1. The utility model provides a single bent axle flying shear which characterized in that: including shearing body and transmission part, transmission part includes motor, shaft coupling and reduction gear, and the motor passes through the shaft coupling and links to each other with the reduction gear, it includes single bent axle and frame to shear the body, and single bent axle's one end is passed through the clutch and is linked to each other with the reduction gear, and single bent axle's the other end passes through the stopper and links to each other with the frame, it still includes top rest, lower tool rest to shear the body, lower tool rest and top rest sliding connection, be equipped with first eccentric shaft section on the single bent axle, the top rest rotates with first eccentric shaft section to be connected, still be equipped with the eccentric shaft section of second on the single bent axle, the lower tool rest links to each other with the eccentric shaft section of second.

2. The single crankshaft flying shear of claim 1, wherein: the lower tool rest is connected with the second eccentric shaft section through the lower tool rest pull rod, the lower tool rest pull rod is of a connecting rod structure, one end of the lower tool rest pull rod is hinged below the lower tool rest, and the other end of the lower tool rest pull rod is rotatably connected to the second eccentric shaft section.

3. The single crankshaft flying shear of claim 1, wherein: the two ends of the upper tool rest are both plate-shaped structures, the upper ends of the plate-shaped structures are connected through a first box-shaped cross beam, an upper shear blade is installed on the lower side of the first box-shaped cross beam, and the lower ends of the plate-shaped structures are rotatably connected with a first eccentric shaft section.

4. The single crankshaft flying shear of claim 3, wherein: two ends of the lower tool rest are respectively provided with a guide block, two plate-shaped structures are respectively provided with a guide elongated slot, and the guide blocks extend into the guide elongated slots and are in sliding connection with the guide elongated slots.

5. The single crankshaft flying shear of claim 3, wherein: the upper tool rest is of a connecting rod structure, one end of the upper tool rest pull rod is hinged to the rack, and the other end of the upper tool rest pull rod is hinged to the plate-shaped structures on the two sides of the upper tool rest.

6. The single crankshaft flying shear of claim 1, wherein: the lower tool rest is a second box-shaped cross beam, and the lower shearing edge is arranged above the second box-shaped cross beam.

7. The single crankshaft flying shear of claim 3, wherein: along the running direction of the strip steel, the upper tool rest is provided with a horizontal lower surface in front of the upper shearing edge, the height of the horizontal lower surface is flush with the lower shearing end surface of the upper shearing edge, and the horizontal lower surface is connected with an inclined upward lower surface at one side close to the strip steel inlet.

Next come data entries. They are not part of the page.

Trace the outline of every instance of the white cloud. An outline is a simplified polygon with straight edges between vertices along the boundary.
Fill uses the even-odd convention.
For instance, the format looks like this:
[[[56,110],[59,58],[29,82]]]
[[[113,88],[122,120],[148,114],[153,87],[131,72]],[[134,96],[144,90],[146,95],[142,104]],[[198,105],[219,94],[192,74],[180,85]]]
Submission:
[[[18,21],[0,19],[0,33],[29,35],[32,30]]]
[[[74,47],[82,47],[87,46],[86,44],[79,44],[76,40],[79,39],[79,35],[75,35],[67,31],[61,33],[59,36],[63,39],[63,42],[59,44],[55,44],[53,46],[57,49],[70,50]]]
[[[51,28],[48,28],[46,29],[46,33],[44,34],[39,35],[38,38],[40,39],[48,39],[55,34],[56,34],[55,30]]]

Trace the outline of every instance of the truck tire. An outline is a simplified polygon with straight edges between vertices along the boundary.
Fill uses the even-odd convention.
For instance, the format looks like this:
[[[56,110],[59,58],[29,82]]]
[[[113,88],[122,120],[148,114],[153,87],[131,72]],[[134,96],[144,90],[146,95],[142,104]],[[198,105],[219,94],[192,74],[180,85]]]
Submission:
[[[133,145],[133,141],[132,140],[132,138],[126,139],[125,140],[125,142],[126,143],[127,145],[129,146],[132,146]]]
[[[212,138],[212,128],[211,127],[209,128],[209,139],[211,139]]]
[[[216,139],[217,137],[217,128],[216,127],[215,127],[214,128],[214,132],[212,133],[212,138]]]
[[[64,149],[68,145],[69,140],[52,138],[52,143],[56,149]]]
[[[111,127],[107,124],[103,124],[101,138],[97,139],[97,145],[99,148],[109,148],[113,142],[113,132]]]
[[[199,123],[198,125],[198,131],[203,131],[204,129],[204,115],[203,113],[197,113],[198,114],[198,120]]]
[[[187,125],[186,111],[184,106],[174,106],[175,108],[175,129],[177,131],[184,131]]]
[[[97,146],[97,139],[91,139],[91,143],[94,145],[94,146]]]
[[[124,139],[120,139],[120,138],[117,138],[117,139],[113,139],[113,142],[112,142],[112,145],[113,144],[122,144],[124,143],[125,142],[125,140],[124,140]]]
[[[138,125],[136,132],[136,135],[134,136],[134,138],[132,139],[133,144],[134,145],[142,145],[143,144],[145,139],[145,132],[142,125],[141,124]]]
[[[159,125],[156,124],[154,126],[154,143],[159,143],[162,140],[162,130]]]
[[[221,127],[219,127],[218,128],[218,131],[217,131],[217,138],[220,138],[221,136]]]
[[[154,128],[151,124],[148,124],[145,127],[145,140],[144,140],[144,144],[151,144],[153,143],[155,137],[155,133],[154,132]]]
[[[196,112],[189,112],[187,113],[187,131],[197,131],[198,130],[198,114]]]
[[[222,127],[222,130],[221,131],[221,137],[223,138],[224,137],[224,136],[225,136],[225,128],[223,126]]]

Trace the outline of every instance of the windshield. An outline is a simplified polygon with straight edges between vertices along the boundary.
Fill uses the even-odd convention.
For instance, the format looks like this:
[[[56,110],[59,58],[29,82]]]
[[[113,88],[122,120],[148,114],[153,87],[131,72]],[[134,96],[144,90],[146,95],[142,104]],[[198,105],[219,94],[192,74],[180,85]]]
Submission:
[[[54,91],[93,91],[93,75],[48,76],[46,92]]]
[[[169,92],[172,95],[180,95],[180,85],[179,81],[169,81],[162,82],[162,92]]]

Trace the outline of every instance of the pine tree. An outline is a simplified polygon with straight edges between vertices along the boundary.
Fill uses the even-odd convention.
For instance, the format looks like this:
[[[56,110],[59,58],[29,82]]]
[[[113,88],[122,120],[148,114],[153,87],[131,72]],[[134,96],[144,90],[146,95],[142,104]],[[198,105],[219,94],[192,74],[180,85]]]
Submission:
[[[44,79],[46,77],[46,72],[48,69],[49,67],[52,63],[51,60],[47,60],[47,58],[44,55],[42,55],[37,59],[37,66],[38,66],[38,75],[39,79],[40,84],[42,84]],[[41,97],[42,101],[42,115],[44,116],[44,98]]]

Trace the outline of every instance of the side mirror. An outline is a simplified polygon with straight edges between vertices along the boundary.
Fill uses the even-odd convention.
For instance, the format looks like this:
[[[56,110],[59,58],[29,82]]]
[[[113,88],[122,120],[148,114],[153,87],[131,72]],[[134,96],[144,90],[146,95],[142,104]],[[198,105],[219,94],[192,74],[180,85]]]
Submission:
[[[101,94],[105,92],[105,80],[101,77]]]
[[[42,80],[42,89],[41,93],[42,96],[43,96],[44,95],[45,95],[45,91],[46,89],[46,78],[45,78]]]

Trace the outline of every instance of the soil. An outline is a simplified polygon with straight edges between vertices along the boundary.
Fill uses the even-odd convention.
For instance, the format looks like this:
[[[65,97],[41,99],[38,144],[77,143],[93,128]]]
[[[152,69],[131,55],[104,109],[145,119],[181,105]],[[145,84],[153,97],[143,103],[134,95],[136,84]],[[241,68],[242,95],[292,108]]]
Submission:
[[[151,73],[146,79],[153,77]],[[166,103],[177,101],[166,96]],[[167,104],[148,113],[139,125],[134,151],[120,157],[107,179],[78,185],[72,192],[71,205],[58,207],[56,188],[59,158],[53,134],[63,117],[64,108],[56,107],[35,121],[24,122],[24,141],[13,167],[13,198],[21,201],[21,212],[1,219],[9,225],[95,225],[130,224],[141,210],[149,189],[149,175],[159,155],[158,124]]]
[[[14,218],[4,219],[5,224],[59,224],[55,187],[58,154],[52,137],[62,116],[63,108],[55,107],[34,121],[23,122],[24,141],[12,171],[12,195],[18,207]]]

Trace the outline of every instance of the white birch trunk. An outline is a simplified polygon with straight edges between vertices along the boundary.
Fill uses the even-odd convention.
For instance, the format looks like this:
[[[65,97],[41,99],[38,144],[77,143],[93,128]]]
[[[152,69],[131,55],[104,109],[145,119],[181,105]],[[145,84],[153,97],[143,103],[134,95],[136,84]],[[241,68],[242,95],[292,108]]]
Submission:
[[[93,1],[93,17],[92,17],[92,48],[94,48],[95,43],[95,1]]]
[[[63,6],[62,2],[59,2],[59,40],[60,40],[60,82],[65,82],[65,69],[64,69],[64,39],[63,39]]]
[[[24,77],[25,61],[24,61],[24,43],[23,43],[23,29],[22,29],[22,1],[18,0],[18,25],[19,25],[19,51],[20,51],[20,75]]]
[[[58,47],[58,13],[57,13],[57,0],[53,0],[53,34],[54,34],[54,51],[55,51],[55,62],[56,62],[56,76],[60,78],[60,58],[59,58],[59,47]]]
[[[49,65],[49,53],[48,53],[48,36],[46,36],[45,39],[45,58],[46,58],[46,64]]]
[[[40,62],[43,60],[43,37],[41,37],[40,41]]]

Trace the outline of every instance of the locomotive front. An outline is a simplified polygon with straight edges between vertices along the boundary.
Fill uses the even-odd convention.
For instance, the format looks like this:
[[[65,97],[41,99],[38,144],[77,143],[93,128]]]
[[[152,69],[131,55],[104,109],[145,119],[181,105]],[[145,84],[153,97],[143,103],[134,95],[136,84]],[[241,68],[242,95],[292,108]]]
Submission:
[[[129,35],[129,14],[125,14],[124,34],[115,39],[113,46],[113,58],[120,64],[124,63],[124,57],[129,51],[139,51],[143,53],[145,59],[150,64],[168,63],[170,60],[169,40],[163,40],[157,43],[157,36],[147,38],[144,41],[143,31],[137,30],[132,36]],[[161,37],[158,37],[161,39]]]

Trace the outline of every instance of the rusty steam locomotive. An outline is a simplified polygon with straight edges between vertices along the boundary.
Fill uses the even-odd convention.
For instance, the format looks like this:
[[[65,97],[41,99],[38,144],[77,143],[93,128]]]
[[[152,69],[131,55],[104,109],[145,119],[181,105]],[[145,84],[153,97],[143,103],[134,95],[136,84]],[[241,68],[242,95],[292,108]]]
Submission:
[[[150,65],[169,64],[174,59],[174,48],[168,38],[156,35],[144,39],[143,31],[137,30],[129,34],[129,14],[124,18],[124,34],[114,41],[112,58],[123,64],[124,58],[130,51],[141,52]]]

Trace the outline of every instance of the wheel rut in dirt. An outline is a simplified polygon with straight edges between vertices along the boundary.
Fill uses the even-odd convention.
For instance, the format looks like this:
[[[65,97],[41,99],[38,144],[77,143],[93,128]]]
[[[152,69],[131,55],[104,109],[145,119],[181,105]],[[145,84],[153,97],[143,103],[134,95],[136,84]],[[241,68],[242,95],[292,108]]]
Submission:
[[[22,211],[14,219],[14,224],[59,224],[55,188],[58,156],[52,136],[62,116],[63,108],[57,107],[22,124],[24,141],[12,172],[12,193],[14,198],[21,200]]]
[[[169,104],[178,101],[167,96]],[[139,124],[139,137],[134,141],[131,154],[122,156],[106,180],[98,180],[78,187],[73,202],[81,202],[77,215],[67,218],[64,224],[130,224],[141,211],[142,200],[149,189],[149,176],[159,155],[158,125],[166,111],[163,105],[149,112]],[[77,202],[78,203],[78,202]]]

8. The single crankshaft flying shear of claim 6, wherein: the entrance lifting guide plate is arranged on the lower tool rest and is arranged in front of the lower shearing blade along the running direction of the strip steel, the entrance lifting guide plate comprises a horizontal upper surface, the horizontal upper surface is connected with an inclined downward upper surface in the direction of the strip steel entrance side, at least two guide rods are arranged below the working surface of the entrance lifting guide plate, and the guide rods sequentially penetrate through a vertical guide hole in the upper portion of the second box-shaped cross beam, a compression spring and a through hole in the lower portion of the second box-shaped cross beam and are screwed up through nuts.

9. The single crankshaft flying shear of claim 6, wherein: along the running direction of the strip steel, the lower tool rest is provided with a downward inclined plane behind the lower shear blade, and the height of the high point of the inclined plane is not higher than the upper shear end face of the lower shear blade.